Negara-negara superpower seperti AS, Uni Eropa dan sekutu-sekutunya begitu alergi terhadap negara yang tidak menganut sistem demokrasi. Tanpa ragu, mereka akan memboikot ekonomi suatu negara yang dianggap tidak demokratis. Dan, tanpa malu, mereka juga akan mengerahkan jutaan tentara sekutu untuk menghancurkan negara yang dalam kaca mata mereka belum demokratis. Kalau kondisi itu kita analogkan dengan prokem ABG sekarang ini, pingin gaul? Ikut demokrasi dong.

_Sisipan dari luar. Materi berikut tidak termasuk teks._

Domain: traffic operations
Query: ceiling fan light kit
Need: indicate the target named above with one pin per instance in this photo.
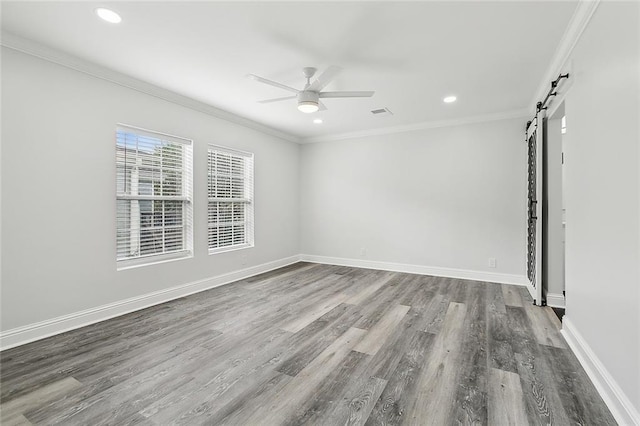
(309, 97)
(308, 101)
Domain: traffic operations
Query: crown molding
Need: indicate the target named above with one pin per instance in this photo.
(50, 54)
(508, 115)
(579, 21)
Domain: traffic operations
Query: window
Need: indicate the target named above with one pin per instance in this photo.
(230, 207)
(153, 197)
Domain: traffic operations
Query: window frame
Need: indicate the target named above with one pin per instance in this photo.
(249, 201)
(186, 199)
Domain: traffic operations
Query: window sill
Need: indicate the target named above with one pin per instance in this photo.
(230, 248)
(122, 265)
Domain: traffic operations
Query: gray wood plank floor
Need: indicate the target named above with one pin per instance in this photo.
(311, 344)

Negara kita, Republik Indonesia, sesungguhnya ingin mandiri dengan membangun sebuah sistem politik dan sistem ekonomi sendiri yang mengacu kepada nilai-nilai dan kearifan lokal. Obsesi ini nyaris hampir berhasil, terbukti, negara kita pada saat itu sudah diakui sebagai salah satu ”macan Asia.” Namun, tsunami krisis ekonomi (konon, krisis ini merupakan sebuah setting politik negara-negara maju) menghentikan langkah itu. Rezim Orde Baru runtuh. Bangsa Indonesia yang didalam buminya kaya akan sumberdaya alam yang melimpah, ternyata tidak berdaya. Mengapa? Kekayaan alam itu terlanjur ”dikelola” oleh pihak lain.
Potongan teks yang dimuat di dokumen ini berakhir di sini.